Indian activist dies

Associated Press
The Associated Press

OKLAHOMA CITY — Carter Camp, a onetime activist with the American Indian Movement who was a leader in the Wounded Knee occupation in South Dakota, has died in Oklahoma. He was 72.

Camp’s sister, Casey Camp-Horinek, said Thursday he died Dec. 27 in White Eagle. Camp-Horinek said her brother had been suffering from cancer for the past year.

Camp, a member of the Ponca Tribe of Oklahoma, was a member of the American Indian Movement, organizing more than 30 chapters in Oklahoma, Camp-Horinek said.
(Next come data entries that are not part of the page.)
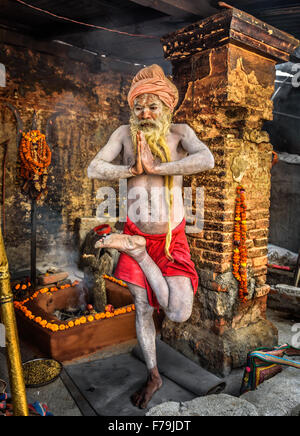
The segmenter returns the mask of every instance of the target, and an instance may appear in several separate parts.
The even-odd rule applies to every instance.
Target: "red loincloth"
[[[190,248],[185,234],[185,219],[172,230],[170,253],[174,262],[170,261],[164,252],[166,234],[151,235],[143,233],[128,217],[123,233],[126,235],[139,235],[146,239],[146,249],[149,256],[160,268],[163,276],[189,277],[192,282],[194,293],[198,289],[198,274],[191,260]],[[114,276],[120,280],[132,283],[147,290],[150,306],[159,307],[158,301],[152,291],[139,264],[128,254],[121,253]]]

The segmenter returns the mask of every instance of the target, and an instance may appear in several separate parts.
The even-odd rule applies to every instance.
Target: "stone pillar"
[[[275,64],[298,40],[236,9],[162,38],[180,93],[175,122],[189,124],[208,145],[215,168],[184,178],[204,187],[204,228],[188,235],[199,274],[189,321],[165,321],[163,340],[220,375],[245,363],[247,353],[277,344],[266,319],[272,145],[263,131],[272,120]],[[246,190],[248,299],[232,274],[236,188]]]

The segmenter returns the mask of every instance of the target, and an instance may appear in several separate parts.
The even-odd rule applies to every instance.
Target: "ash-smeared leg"
[[[101,237],[96,242],[95,248],[115,248],[122,253],[126,253],[135,259],[141,261],[146,255],[146,240],[143,236],[125,235],[119,233],[111,233],[105,237]]]
[[[136,333],[148,370],[146,383],[131,396],[131,401],[136,407],[144,409],[162,386],[162,379],[157,369],[153,307],[149,305],[146,289],[132,283],[127,285],[134,298]]]

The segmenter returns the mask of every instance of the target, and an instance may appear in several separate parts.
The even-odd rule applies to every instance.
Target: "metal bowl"
[[[49,365],[47,365],[47,364],[45,365],[45,362],[49,362]],[[52,366],[51,366],[51,364],[52,364]],[[49,374],[49,377],[47,377],[47,380],[45,380],[45,381],[40,381],[40,382],[37,381],[36,383],[29,382],[28,380],[26,380],[26,368],[28,368],[29,365],[32,367],[33,371],[34,371],[34,369],[36,369],[36,371],[39,371],[39,365],[40,365],[42,367],[44,374],[45,374],[45,371],[47,370],[47,366],[49,366],[49,371],[52,368],[53,374]],[[55,366],[55,368],[54,368],[54,366]],[[62,364],[60,362],[58,362],[57,360],[54,360],[54,359],[50,359],[50,358],[39,358],[39,359],[28,360],[22,364],[22,367],[23,367],[23,374],[24,374],[24,382],[25,382],[25,386],[27,388],[40,388],[42,386],[46,386],[49,383],[54,382],[60,376],[62,368],[63,368]],[[36,367],[36,368],[34,368],[34,367]],[[40,368],[40,370],[41,370],[41,368]]]

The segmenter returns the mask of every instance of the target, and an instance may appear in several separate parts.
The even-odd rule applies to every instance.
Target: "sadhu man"
[[[186,321],[198,286],[183,198],[177,196],[175,202],[173,192],[182,191],[184,175],[214,167],[211,152],[194,131],[171,123],[177,102],[177,88],[158,65],[142,69],[128,94],[130,124],[112,134],[88,168],[90,178],[128,179],[128,211],[136,192],[144,200],[141,213],[128,216],[123,234],[112,233],[96,243],[121,252],[115,277],[128,284],[135,300],[137,337],[148,369],[146,383],[132,396],[140,408],[162,386],[153,310],[160,306],[172,321]],[[110,163],[119,155],[121,165]]]

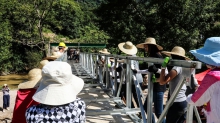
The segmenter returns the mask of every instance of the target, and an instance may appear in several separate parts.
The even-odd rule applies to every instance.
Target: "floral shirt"
[[[27,123],[85,123],[85,102],[75,101],[59,106],[39,104],[26,110]]]

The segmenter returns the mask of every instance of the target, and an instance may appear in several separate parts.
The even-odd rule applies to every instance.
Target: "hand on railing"
[[[136,69],[131,69],[133,71],[134,74],[137,73],[137,70]]]
[[[170,61],[170,58],[169,57],[165,57],[164,61],[162,63],[161,69],[166,69],[167,64],[169,63],[169,61]]]
[[[149,71],[149,72],[156,73],[156,72],[158,71],[158,68],[157,68],[155,65],[151,65],[151,66],[148,68],[148,71]]]

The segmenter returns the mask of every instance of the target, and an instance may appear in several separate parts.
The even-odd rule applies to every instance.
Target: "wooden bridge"
[[[126,77],[126,102],[121,100],[117,90],[120,91],[121,85],[117,87],[117,84],[114,81],[117,81],[117,77],[114,79],[107,74],[109,71],[108,64],[104,65],[104,70],[100,71],[99,66],[96,64],[98,60],[98,55],[102,55],[105,59],[109,57],[114,57],[115,63],[117,59],[125,59],[125,63],[128,64],[126,69],[122,71],[122,78]],[[80,53],[80,63],[75,63],[74,60],[68,60],[67,62],[72,66],[73,74],[84,79],[85,86],[78,97],[82,98],[86,102],[86,121],[88,123],[151,123],[152,121],[152,97],[153,97],[153,84],[151,82],[151,77],[148,77],[148,109],[147,114],[143,109],[143,101],[146,95],[143,95],[142,90],[133,78],[132,72],[130,70],[130,61],[138,60],[145,61],[148,64],[157,63],[162,64],[163,59],[158,58],[140,58],[140,57],[125,57],[120,55],[104,55],[104,54],[94,54],[94,53]],[[189,68],[201,68],[201,63],[197,61],[182,61],[182,60],[171,60],[169,65],[172,66],[181,66],[183,70],[189,71]],[[103,83],[103,76],[106,72],[106,83]],[[187,72],[186,72],[187,73]],[[117,74],[117,73],[116,73]],[[115,76],[117,76],[115,74]],[[152,73],[148,73],[151,76]],[[191,73],[188,72],[185,76],[190,76]],[[131,108],[131,79],[134,79],[136,85],[136,92],[138,96],[138,103],[140,107]],[[121,79],[122,80],[122,79]],[[182,78],[182,81],[184,77]],[[120,84],[122,81],[120,82]],[[166,107],[161,114],[160,118],[157,119],[157,123],[161,123],[162,119],[165,118],[167,110],[170,105],[173,103],[175,97],[177,96],[179,90],[181,89],[184,82],[179,83],[174,91],[174,94],[171,95],[169,101],[166,103]],[[117,105],[117,106],[116,106]],[[187,113],[187,123],[192,122],[192,111],[195,109],[193,106],[188,105]],[[138,116],[137,114],[141,114]],[[198,112],[196,116],[199,118]],[[147,118],[148,117],[148,118]]]

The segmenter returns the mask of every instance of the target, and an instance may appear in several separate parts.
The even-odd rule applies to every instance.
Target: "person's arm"
[[[165,73],[165,69],[161,70],[159,84],[165,85],[166,83],[170,82],[175,76],[177,76],[177,71],[175,69],[172,69],[167,75]]]
[[[201,82],[202,84],[199,86],[198,90],[193,94],[190,94],[187,97],[186,101],[189,104],[193,104],[195,106],[200,106],[207,103],[208,101],[210,101],[211,97],[214,97],[215,93],[213,92],[216,89],[219,89],[217,88],[218,87],[217,81],[219,81],[217,78],[211,75],[206,75],[202,80]],[[215,84],[217,86],[215,86]]]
The American Indian Movement was founded in the late 1960s to protest the U.S. government’s treatment of Native Americans and demand that the government honor its treaties with Indian tribes.
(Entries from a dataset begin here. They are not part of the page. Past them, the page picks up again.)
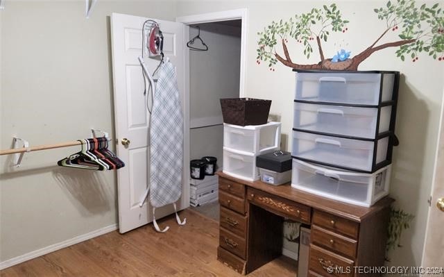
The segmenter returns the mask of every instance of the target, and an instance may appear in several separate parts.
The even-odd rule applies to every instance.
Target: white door
[[[442,272],[444,267],[444,108],[441,111],[439,133],[422,262],[422,267],[429,267],[429,271],[425,273],[436,277],[444,276],[444,272]]]
[[[144,83],[137,58],[142,55],[142,28],[148,18],[113,13],[111,19],[114,101],[117,155],[126,166],[117,171],[119,228],[125,233],[153,221],[149,196],[139,207],[139,199],[149,181],[149,112],[144,95]],[[184,174],[182,197],[178,210],[189,205],[189,131],[188,90],[185,69],[187,56],[183,45],[182,24],[156,21],[164,35],[164,53],[176,66],[178,84],[184,111]],[[144,54],[148,70],[153,73],[160,60]],[[128,145],[122,143],[126,140]],[[128,142],[129,141],[129,142]],[[156,218],[173,212],[172,205],[156,209]]]

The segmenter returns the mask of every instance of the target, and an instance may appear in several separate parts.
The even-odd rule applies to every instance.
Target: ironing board
[[[155,208],[173,204],[182,195],[183,173],[183,114],[176,69],[169,60],[160,65],[153,95],[150,126],[150,202],[153,224]],[[183,225],[176,212],[176,219]]]

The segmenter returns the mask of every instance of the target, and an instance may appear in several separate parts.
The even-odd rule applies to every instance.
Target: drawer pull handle
[[[343,77],[321,77],[319,82],[340,82],[347,83],[347,80]]]
[[[344,115],[344,112],[343,110],[336,109],[320,108],[318,109],[318,113],[319,112],[334,113],[336,115]]]
[[[230,219],[228,217],[225,217],[225,220],[226,220],[227,223],[228,224],[228,225],[230,225],[232,227],[234,227],[234,226],[236,226],[236,225],[239,224],[239,222],[237,222],[235,220],[233,220],[233,219]]]
[[[331,260],[326,260],[323,259],[322,258],[318,258],[318,260],[319,261],[319,263],[321,264],[321,266],[322,267],[322,268],[324,270],[327,271],[327,272],[328,273],[330,273],[330,271],[328,271],[329,268],[336,269],[338,267],[338,266],[336,265],[334,265],[333,262],[332,262]]]
[[[332,145],[336,145],[336,146],[339,146],[341,147],[341,142],[337,141],[337,140],[329,140],[329,139],[324,139],[322,137],[318,137],[316,138],[314,140],[314,142],[315,143],[325,143],[327,144],[332,144]]]
[[[239,244],[227,237],[225,238],[225,243],[231,248],[236,248]]]

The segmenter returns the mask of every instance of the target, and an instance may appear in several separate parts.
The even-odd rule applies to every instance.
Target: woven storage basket
[[[223,122],[234,125],[266,124],[271,100],[253,98],[225,98],[221,99]]]

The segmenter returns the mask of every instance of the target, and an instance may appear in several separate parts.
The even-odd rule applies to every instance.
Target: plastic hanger
[[[188,47],[188,48],[189,48],[191,50],[195,50],[195,51],[208,51],[208,46],[200,38],[200,28],[199,28],[198,26],[196,26],[196,28],[197,28],[197,31],[198,31],[197,35],[195,36],[194,37],[193,37],[190,41],[187,42],[187,46]],[[199,40],[200,41],[200,42],[202,43],[202,45],[205,48],[198,48],[198,47],[195,47],[191,46],[191,44],[194,44],[194,41],[196,39],[198,39],[198,40]]]
[[[82,143],[82,151],[57,162],[61,167],[76,167],[83,169],[106,170],[103,163],[98,162],[95,156],[88,152],[88,143],[85,140],[79,140]]]

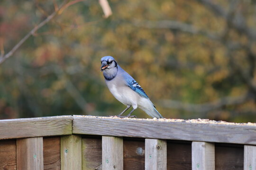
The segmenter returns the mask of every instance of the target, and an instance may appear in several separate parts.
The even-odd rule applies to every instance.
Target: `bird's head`
[[[101,58],[101,71],[105,70],[110,70],[113,68],[117,68],[118,64],[115,60],[115,59],[111,56],[105,56]]]

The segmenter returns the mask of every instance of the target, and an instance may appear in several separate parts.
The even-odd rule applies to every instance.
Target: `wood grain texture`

He had a leading role in the Trail of Broken Treaties in 1972, in which a caravan of Native American activists drove across the country to Washington, D.C., to protest treaties between tribes and the federal government. They took over the Bureau of Indian Affairs for several days.

The following year, Carter headed to South Dakota with other AIM leaders. There they organized the Wounded Knee uprising, a 71-day siege that included several gun battles with federal officers.